A trial court’s ruling on admitting extraneous offense evidence must be
upheld so long as it is “within the zone of reasonable disagreement.” See De La
Paz, 279 S.W.3d at 343. In balancing the above factors in this case, we conclude
the trial court did not abuse its discretion under Rule 403 in admitting the
extraneous-offense evidence. See Hammer v. State, 296 S.W.3d 555, 568 (Tex.
Crim. App. 2009) (“[Rule 403] envisions exclusion of evidence only when there is
30
a ‘clear disparity between the degree of prejudice of the offered evidence and its
probative value.’”). We overrule appellant’s fifth point of error. 6
D. Court Costs
In his sixth point of error, appellant contends that the trial court’s assessment
of court costs was unlawful. The State argues that appellant failed to raise this
issue in the trial court below and, thus, waived this issue on appeal. It further
argues that, even absent waiver, the record supports the costs assessed by the court.
A convicted person has a statutory obligation to pay court costs. See TEX.
CODE CRIM. PROC. ANN. art. 42.16 (West 2006) (requiring judgments imposing
punishments other than fines to include costs). The trial court is statutorily
required to assess costs upon conviction. TEX. CODE CRIM. PROC. ANN. art.
102.021 (West Supp. 2011) (mandating that convicted defendant “shall pay”
associated court costs). Article 103.001 of the Code of Criminal Procedure states
that “[a] cost is not payable by the person charged with the cost until a written bill
is produced or is ready to be produced, containing the items of costs, signed by the
officer who charged the cost or the officer who is entitled to receive payment for
the cost.” TEX. CODE CRIM. PROC. ANN. art. 103.001 (West 2006).
6
Under his fifth point of error, appellant also asserts that the extraneous offense was
not proven beyond a reasonable doubt. Because he did not present this argument
to the trial court below, he has not preserved this issue for our review. See TEX. R.
APP. P. 33.1(a).
31
Here, the judgment includes an assessment of $339.00 in court costs.
Appellant contends that the record does not include a bill of costs or other
documentation supporting the assessment of costs.
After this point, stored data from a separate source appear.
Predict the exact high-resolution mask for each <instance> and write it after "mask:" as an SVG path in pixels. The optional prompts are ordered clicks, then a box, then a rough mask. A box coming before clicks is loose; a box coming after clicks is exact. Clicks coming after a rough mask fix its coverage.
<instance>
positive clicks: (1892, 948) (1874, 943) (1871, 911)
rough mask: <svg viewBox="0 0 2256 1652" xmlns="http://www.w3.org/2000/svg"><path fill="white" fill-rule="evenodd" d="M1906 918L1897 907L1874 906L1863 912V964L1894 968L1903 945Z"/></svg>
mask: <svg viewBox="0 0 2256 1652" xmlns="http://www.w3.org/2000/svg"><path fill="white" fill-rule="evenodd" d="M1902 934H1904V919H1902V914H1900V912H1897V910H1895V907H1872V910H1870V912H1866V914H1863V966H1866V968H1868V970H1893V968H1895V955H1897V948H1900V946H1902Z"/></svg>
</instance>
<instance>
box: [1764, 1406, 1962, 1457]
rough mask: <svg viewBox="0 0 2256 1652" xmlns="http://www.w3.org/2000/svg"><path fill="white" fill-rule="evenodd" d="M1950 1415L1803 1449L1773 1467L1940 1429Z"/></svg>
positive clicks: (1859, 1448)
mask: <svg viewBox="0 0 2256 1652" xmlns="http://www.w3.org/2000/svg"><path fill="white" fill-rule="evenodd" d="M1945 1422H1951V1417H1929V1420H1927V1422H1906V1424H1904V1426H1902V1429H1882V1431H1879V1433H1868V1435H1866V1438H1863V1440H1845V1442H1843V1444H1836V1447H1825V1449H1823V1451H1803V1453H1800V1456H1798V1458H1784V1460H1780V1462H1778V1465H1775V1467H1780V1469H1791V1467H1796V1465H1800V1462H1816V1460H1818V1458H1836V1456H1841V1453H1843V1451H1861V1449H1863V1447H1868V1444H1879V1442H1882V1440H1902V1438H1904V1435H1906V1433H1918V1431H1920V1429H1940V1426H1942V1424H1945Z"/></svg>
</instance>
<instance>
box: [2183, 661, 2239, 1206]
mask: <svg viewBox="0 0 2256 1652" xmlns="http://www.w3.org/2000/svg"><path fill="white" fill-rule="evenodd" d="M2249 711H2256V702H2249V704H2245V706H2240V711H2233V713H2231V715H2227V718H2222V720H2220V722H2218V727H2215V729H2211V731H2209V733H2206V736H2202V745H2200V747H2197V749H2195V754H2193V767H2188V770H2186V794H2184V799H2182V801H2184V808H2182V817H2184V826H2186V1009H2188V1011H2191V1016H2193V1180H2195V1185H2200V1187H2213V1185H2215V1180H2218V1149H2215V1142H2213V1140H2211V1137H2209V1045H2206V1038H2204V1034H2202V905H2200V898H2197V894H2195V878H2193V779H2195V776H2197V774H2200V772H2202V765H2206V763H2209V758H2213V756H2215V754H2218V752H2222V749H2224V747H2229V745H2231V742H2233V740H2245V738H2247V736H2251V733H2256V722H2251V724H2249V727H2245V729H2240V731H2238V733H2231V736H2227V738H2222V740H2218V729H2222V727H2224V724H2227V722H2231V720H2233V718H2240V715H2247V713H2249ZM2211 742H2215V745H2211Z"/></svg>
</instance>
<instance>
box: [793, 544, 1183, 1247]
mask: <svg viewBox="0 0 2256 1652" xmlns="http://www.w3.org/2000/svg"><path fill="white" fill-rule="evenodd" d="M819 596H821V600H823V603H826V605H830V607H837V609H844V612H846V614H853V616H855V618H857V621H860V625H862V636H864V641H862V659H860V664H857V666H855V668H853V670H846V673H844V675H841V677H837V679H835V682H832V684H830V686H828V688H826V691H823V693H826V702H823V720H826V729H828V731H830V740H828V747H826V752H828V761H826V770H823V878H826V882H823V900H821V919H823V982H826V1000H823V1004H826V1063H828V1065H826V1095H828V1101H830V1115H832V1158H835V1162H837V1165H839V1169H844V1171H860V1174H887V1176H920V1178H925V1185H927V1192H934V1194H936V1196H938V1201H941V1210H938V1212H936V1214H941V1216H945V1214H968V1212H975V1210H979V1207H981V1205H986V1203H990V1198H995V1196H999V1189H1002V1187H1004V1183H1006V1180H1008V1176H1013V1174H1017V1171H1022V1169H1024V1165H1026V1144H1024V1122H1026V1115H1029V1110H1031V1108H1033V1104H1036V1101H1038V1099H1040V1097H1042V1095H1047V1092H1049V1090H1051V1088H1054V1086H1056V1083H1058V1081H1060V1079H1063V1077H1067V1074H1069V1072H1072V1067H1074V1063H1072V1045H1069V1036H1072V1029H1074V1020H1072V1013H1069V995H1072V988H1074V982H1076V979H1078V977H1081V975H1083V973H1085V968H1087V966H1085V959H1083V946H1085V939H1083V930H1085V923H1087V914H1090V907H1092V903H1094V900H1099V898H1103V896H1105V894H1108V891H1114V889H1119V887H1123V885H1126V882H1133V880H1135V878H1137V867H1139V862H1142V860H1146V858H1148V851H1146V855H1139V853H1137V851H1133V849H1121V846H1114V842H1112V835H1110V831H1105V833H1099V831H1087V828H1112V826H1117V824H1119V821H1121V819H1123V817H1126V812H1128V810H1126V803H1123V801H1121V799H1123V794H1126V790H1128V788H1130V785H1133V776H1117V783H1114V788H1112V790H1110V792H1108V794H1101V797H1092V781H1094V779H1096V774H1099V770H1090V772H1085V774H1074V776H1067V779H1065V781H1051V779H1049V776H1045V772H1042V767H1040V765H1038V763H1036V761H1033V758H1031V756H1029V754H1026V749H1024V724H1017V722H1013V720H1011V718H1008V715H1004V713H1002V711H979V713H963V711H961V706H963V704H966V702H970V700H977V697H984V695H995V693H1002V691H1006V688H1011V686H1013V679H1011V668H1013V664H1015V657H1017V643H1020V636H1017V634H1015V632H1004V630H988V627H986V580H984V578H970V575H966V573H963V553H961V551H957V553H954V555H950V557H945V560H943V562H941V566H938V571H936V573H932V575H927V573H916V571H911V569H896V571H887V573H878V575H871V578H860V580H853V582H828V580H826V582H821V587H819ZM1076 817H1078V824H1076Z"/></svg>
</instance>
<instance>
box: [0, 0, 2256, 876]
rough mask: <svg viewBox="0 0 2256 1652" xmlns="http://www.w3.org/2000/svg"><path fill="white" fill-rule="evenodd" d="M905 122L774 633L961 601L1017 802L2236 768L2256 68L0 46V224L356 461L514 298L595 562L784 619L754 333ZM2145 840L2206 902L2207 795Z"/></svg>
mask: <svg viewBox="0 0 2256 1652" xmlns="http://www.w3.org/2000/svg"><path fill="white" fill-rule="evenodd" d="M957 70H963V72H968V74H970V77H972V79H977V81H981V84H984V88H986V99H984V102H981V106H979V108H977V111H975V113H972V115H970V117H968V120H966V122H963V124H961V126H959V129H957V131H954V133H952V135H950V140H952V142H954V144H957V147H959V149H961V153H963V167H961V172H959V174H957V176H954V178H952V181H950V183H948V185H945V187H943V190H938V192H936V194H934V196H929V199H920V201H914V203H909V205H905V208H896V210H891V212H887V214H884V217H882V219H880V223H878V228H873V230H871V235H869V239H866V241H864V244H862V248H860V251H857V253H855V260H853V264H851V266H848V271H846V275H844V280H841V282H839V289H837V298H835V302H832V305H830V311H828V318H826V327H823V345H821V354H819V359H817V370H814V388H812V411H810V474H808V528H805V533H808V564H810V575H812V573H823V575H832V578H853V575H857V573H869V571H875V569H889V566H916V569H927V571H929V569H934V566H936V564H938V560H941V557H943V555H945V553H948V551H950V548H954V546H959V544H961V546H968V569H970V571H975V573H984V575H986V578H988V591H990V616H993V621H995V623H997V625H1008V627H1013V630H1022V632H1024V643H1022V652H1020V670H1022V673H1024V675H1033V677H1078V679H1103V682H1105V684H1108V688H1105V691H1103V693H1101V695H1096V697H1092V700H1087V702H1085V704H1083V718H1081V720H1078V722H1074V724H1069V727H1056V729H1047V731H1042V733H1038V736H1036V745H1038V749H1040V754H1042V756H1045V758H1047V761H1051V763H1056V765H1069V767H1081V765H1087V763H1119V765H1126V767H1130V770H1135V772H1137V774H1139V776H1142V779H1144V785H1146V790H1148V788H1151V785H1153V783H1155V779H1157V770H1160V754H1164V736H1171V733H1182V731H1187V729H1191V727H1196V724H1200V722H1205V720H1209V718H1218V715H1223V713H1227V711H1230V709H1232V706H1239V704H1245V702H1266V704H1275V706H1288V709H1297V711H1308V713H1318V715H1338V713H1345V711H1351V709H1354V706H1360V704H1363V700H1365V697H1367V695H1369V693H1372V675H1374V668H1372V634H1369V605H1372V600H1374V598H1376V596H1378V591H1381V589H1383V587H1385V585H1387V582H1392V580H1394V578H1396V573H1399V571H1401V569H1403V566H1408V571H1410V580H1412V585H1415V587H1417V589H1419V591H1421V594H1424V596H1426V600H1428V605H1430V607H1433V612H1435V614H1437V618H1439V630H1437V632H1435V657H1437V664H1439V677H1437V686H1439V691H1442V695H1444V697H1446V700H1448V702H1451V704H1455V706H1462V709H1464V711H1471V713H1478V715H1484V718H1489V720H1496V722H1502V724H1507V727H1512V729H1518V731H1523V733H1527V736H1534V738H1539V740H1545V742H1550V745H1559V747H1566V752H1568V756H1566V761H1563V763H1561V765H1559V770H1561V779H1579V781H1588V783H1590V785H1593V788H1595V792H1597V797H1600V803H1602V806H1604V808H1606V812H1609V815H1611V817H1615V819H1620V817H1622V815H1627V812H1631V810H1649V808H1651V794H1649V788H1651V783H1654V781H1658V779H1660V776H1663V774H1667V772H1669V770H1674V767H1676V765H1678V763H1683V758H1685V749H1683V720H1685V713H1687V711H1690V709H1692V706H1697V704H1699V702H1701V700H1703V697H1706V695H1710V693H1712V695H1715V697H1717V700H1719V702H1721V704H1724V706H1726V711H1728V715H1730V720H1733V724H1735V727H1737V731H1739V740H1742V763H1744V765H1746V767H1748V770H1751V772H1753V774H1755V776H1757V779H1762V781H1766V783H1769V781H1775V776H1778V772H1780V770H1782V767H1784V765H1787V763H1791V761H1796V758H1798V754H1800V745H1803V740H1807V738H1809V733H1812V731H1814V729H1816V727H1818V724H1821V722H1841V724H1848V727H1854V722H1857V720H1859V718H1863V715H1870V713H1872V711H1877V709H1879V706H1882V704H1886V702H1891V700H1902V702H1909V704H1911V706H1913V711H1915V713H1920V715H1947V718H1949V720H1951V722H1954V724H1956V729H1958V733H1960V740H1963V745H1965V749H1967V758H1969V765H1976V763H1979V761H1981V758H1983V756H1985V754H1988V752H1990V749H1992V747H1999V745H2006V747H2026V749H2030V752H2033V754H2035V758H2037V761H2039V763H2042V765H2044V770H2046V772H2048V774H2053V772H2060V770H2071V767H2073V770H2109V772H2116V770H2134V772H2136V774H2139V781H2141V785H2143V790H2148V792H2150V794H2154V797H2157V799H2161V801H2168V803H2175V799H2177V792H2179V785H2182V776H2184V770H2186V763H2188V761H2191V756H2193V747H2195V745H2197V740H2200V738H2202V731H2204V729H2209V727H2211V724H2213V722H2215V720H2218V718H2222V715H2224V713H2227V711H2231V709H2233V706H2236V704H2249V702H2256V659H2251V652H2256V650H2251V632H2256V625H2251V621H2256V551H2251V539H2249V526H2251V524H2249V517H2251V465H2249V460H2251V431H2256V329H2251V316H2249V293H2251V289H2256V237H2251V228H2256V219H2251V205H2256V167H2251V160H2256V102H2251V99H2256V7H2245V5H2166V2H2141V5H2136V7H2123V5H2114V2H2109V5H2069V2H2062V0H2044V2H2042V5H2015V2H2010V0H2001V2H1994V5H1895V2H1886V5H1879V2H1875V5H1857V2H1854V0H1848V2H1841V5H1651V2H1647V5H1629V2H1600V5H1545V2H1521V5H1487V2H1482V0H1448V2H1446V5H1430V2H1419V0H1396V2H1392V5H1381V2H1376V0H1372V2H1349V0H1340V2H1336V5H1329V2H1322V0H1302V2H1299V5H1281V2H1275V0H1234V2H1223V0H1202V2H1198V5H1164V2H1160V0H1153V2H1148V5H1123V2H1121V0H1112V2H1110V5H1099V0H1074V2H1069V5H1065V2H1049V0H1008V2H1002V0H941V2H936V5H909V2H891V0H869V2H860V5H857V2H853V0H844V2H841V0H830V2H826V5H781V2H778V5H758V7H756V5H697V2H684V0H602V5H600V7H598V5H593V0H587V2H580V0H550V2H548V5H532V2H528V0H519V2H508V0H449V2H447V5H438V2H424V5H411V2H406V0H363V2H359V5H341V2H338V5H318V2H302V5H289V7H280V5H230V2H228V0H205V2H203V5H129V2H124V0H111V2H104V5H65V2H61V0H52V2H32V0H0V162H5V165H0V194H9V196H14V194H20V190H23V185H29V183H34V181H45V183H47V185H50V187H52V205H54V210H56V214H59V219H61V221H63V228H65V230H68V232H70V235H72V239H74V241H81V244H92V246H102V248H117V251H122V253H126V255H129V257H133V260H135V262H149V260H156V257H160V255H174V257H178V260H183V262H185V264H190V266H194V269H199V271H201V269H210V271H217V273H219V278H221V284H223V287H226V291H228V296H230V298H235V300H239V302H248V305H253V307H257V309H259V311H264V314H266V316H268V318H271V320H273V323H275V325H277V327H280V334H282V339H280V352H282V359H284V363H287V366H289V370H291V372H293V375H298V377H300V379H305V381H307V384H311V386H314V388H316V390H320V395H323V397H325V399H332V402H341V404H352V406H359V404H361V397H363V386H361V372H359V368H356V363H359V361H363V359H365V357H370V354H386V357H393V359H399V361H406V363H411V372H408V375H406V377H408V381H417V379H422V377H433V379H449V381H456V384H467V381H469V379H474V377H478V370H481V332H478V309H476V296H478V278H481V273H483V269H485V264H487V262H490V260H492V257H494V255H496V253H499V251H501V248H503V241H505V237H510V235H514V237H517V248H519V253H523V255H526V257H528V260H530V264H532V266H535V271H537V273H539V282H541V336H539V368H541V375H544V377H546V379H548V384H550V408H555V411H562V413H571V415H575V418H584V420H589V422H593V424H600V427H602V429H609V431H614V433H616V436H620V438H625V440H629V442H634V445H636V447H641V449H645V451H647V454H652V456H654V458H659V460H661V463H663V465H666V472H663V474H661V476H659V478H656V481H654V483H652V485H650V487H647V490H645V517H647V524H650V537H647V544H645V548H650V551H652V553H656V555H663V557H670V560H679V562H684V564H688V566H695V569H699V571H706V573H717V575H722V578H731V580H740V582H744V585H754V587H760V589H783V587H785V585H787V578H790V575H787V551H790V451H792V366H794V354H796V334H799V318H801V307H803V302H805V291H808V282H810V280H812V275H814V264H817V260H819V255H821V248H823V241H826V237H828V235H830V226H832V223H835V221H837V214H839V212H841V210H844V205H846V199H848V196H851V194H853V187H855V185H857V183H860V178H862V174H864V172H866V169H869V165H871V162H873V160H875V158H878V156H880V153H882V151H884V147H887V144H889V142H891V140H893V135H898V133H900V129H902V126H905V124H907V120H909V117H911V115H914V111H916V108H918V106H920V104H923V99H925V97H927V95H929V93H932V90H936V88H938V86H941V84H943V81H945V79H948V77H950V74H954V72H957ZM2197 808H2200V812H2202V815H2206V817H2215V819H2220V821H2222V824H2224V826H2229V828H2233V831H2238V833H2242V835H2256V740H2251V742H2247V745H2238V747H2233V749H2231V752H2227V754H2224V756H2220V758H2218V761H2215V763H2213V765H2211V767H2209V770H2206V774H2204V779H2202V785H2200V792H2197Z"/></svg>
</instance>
The record, however, contains
a supplemental clerk’s record which includes a certified bill of costs supporting the
$339.00 assessment of court costs alleged in the judgment. Because the record
clearly supports the costs assessed by the trial court, we overrule appellant’s sixth
point of error.
Conclusion
We affirm the judgment of the trial court.
Jim Sharp
Justice
Panel consists of Justices Jennings, Sharp, and Brown.
Do not publish. TEX. R. APP. P. 47.2(b).